Following up on this post, and this response from Ann Althouse, I started seeing a different parallel to Bush v. Gore. One of the smartest pieces on the doctrine of Bush v. Gore is Roy Schotland’s article on why the case was really about due process (as in, arbitrary and disparate government treatment of votes). That fits much better than the Bush v. Gore‘s equal protection idea of the counting as valuing one voter over that of another.
It strikes me that there’s a similar dynamic here. I don’t know enough about what is happening in Wisconsin to know if the description in Althouse’s post is correct. But if it is true that the G.A.B. is both refusing to verify the accuracy of signatures without evidence of inaccuracies from challengers, and failing to give challengers enough time to compile that evidence, that could well be a due process violation. At least that seems like much less of a stretch than the argument that the G.A.B. procedures is violating the equal protection rights of Wisconsinites who don’t sign the recall petitions.
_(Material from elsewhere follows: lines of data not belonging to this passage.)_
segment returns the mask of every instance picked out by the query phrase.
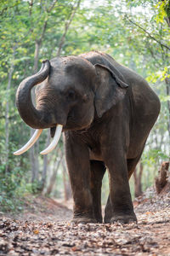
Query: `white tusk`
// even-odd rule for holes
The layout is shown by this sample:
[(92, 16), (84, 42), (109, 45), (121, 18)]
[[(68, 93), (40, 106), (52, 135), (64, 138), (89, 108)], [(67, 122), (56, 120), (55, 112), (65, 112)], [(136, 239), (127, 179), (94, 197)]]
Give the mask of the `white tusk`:
[(47, 154), (48, 153), (51, 152), (57, 146), (57, 143), (61, 136), (62, 128), (63, 128), (63, 125), (56, 125), (55, 135), (54, 137), (53, 141), (51, 142), (51, 143), (49, 144), (49, 146), (47, 148), (45, 148), (43, 151), (40, 152), (41, 154)]
[(32, 137), (31, 137), (31, 139), (28, 141), (28, 143), (25, 146), (23, 146), (20, 149), (15, 151), (14, 154), (20, 155), (25, 153), (26, 151), (27, 151), (30, 148), (31, 148), (31, 146), (33, 146), (33, 144), (37, 142), (37, 140), (40, 137), (42, 131), (42, 129), (37, 129), (34, 134), (32, 135)]

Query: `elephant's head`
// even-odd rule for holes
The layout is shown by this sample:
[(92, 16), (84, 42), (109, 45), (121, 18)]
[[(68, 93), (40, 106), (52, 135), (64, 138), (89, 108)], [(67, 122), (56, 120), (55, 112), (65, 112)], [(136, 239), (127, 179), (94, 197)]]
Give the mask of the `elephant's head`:
[[(38, 84), (35, 108), (31, 90)], [(57, 57), (42, 61), (40, 71), (23, 80), (17, 90), (19, 113), (23, 120), (37, 131), (24, 149), (22, 148), (14, 154), (30, 148), (44, 128), (51, 128), (53, 134), (54, 127), (57, 126), (54, 140), (56, 137), (59, 140), (62, 129), (76, 131), (89, 127), (95, 110), (101, 118), (123, 98), (126, 87), (117, 70), (100, 63), (93, 65), (82, 56)], [(52, 143), (54, 148), (56, 143)], [(48, 152), (45, 150), (42, 154)]]

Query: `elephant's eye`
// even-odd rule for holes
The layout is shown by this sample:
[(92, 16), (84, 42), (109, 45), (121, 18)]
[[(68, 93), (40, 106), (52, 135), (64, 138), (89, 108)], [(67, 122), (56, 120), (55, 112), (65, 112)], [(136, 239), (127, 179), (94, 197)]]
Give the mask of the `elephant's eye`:
[(70, 101), (74, 101), (76, 100), (76, 92), (73, 90), (71, 90), (68, 91), (67, 93), (67, 99), (70, 100)]

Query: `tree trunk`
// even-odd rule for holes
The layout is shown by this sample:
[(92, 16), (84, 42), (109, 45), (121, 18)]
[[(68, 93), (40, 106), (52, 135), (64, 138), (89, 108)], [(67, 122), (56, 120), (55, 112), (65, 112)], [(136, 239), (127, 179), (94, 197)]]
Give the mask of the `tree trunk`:
[(69, 20), (65, 24), (65, 32), (64, 32), (64, 33), (63, 33), (63, 35), (62, 35), (62, 37), (60, 38), (60, 44), (59, 44), (59, 49), (58, 49), (58, 51), (57, 51), (57, 56), (60, 55), (62, 47), (63, 47), (63, 45), (65, 44), (66, 33), (68, 32), (69, 26), (71, 26), (71, 23), (73, 20), (73, 18), (74, 18), (74, 16), (76, 15), (76, 10), (79, 8), (80, 3), (81, 3), (81, 0), (78, 0), (76, 7), (73, 9), (73, 10), (72, 10), (72, 12), (71, 14)]
[[(165, 79), (167, 96), (170, 96), (170, 79)], [(168, 109), (168, 119), (167, 119), (167, 131), (169, 134), (169, 144), (170, 144), (170, 100), (167, 100)]]
[[(47, 148), (48, 146), (49, 142), (50, 142), (50, 132), (48, 130), (47, 138), (46, 138), (45, 148)], [(44, 186), (46, 183), (46, 177), (47, 177), (47, 170), (48, 170), (48, 154), (45, 154), (43, 156), (43, 170), (42, 170), (42, 179), (41, 179), (40, 188), (39, 188), (40, 192), (42, 192), (44, 189)]]
[(159, 177), (155, 179), (155, 185), (157, 194), (160, 194), (167, 183), (169, 162), (163, 162), (159, 170)]
[[(13, 50), (13, 59), (14, 59), (16, 46), (14, 47)], [(9, 96), (10, 96), (10, 88), (11, 88), (11, 82), (12, 82), (12, 76), (14, 72), (14, 61), (12, 61), (11, 67), (8, 72), (8, 85), (7, 85), (7, 103), (6, 103), (6, 109), (5, 109), (5, 172), (8, 172), (8, 138), (9, 138)]]
[[(139, 162), (139, 170), (138, 172), (138, 168), (135, 169), (133, 172), (134, 177), (134, 196), (138, 197), (142, 195), (142, 173), (143, 173), (143, 164), (141, 161)], [(138, 173), (139, 172), (139, 173)]]
[(65, 195), (65, 201), (67, 201), (70, 198), (71, 198), (72, 193), (71, 189), (70, 180), (67, 177), (67, 171), (65, 166), (65, 162), (62, 160), (62, 167), (63, 167), (63, 183), (64, 183), (64, 195)]
[(62, 158), (63, 158), (63, 155), (64, 155), (64, 153), (61, 152), (60, 153), (60, 160), (58, 160), (55, 163), (54, 163), (54, 166), (56, 165), (56, 167), (54, 168), (53, 170), (53, 173), (51, 175), (51, 177), (50, 177), (50, 180), (49, 180), (49, 184), (48, 186), (48, 189), (47, 189), (47, 191), (46, 191), (46, 195), (49, 195), (53, 190), (53, 188), (55, 184), (55, 181), (56, 181), (56, 176), (57, 176), (57, 172), (58, 172), (58, 170), (59, 170), (59, 167), (60, 166), (60, 163), (62, 161)]

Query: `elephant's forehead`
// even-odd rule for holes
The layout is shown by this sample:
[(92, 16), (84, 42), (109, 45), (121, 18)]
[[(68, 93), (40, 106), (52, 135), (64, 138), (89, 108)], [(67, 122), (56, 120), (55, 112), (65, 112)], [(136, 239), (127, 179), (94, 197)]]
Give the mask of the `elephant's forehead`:
[(55, 71), (71, 72), (74, 69), (94, 71), (94, 67), (86, 59), (79, 56), (57, 57), (50, 61), (51, 67)]

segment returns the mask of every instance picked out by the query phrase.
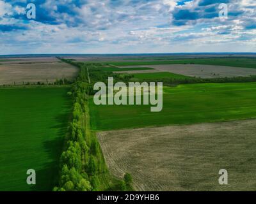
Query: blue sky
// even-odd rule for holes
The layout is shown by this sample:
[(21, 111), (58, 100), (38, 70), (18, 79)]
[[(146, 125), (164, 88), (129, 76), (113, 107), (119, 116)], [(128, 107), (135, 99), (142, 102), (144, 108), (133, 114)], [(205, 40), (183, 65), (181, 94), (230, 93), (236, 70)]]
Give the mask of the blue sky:
[(255, 0), (0, 0), (0, 54), (252, 52), (255, 36)]

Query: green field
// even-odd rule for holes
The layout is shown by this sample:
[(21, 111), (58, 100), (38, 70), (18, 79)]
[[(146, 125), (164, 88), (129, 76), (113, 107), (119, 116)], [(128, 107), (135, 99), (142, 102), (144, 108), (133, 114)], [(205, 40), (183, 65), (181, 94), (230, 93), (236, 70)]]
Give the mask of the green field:
[(134, 80), (143, 80), (148, 79), (157, 80), (162, 78), (185, 79), (191, 78), (191, 76), (175, 74), (170, 72), (143, 73), (130, 74), (130, 75), (134, 76), (134, 78), (132, 78)]
[[(108, 62), (109, 63), (109, 62)], [(192, 59), (172, 61), (141, 61), (137, 62), (111, 62), (115, 66), (136, 66), (154, 64), (196, 64), (208, 65), (220, 65), (234, 67), (256, 68), (256, 58), (234, 57), (234, 58), (207, 58)]]
[(163, 109), (149, 105), (100, 105), (90, 99), (92, 127), (111, 130), (256, 118), (256, 83), (202, 84), (165, 87)]
[[(0, 191), (51, 191), (72, 101), (69, 88), (0, 89)], [(26, 171), (36, 172), (36, 185)]]

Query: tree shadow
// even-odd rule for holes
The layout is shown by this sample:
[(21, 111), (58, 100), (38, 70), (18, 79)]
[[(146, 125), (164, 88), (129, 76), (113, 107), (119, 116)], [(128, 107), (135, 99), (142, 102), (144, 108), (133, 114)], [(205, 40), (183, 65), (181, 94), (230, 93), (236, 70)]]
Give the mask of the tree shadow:
[(45, 163), (44, 167), (36, 170), (36, 184), (30, 187), (31, 191), (51, 191), (58, 185), (59, 180), (60, 158), (63, 150), (65, 136), (67, 133), (70, 117), (71, 101), (65, 103), (63, 112), (55, 117), (56, 125), (50, 127), (57, 129), (57, 135), (54, 140), (45, 141), (43, 146), (52, 162)]

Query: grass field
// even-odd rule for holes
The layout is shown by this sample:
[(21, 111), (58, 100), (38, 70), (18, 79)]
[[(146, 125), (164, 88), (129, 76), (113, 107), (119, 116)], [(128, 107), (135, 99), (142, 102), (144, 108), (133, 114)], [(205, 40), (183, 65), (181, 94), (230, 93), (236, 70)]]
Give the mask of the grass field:
[(156, 72), (156, 73), (134, 73), (131, 74), (133, 75), (132, 80), (143, 80), (145, 79), (162, 79), (162, 78), (173, 78), (173, 79), (184, 79), (191, 78), (182, 75), (177, 75), (170, 72)]
[[(109, 62), (108, 62), (109, 63)], [(234, 67), (256, 68), (256, 58), (234, 57), (234, 58), (207, 58), (192, 59), (172, 61), (141, 61), (137, 62), (111, 62), (115, 66), (136, 66), (154, 64), (196, 64), (208, 65), (220, 65)]]
[(99, 67), (97, 70), (102, 71), (139, 71), (139, 70), (152, 70), (154, 68), (118, 68), (116, 67)]
[(256, 118), (256, 83), (205, 84), (165, 87), (163, 109), (149, 105), (100, 105), (90, 101), (92, 127), (111, 130)]
[[(72, 101), (68, 88), (0, 89), (0, 191), (51, 191)], [(36, 172), (36, 185), (26, 171)]]

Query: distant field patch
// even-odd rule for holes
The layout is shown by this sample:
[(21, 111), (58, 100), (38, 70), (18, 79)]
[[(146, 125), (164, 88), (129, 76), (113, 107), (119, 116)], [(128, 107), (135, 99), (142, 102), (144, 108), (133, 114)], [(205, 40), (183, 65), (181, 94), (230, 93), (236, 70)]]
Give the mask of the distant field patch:
[(64, 78), (72, 80), (77, 73), (77, 68), (61, 62), (1, 64), (0, 85), (38, 82), (46, 84), (47, 80), (52, 83)]
[(111, 130), (256, 118), (256, 83), (180, 85), (164, 89), (163, 109), (100, 105), (90, 101), (92, 127)]
[(144, 79), (159, 79), (161, 78), (173, 78), (173, 79), (184, 79), (191, 78), (182, 75), (174, 74), (170, 72), (156, 72), (156, 73), (135, 73), (131, 74), (134, 76), (134, 80), (144, 80)]
[(119, 68), (117, 67), (99, 67), (97, 68), (97, 70), (102, 71), (139, 71), (139, 70), (152, 70), (154, 68)]
[[(0, 89), (0, 191), (52, 191), (72, 101), (67, 88)], [(26, 184), (34, 169), (36, 185)]]
[[(120, 178), (131, 173), (138, 191), (255, 191), (255, 126), (256, 120), (245, 120), (98, 136), (110, 172)], [(228, 185), (218, 183), (223, 168)]]
[(207, 64), (232, 67), (256, 68), (256, 57), (221, 57), (188, 59), (172, 61), (140, 61), (111, 62), (116, 66), (157, 65), (157, 64)]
UPDATE: Joshua Spivak weighs in:
The argument that Walker will only have 10 days to review the signatures (if that limit remains) is mitigated by the fact that Walker and his family are not checking signatures with some hearty band of volunteers. Every single signature examined by the GAB will be closely watched by at least two sets of well-trained, and possibly well paid, eyes from both sides of the aisle. This recall, like the earlier Senate ones, involves two heavily financed sides, both willing to spend whatever it takes to win. Let’s not let that fact escape our mind.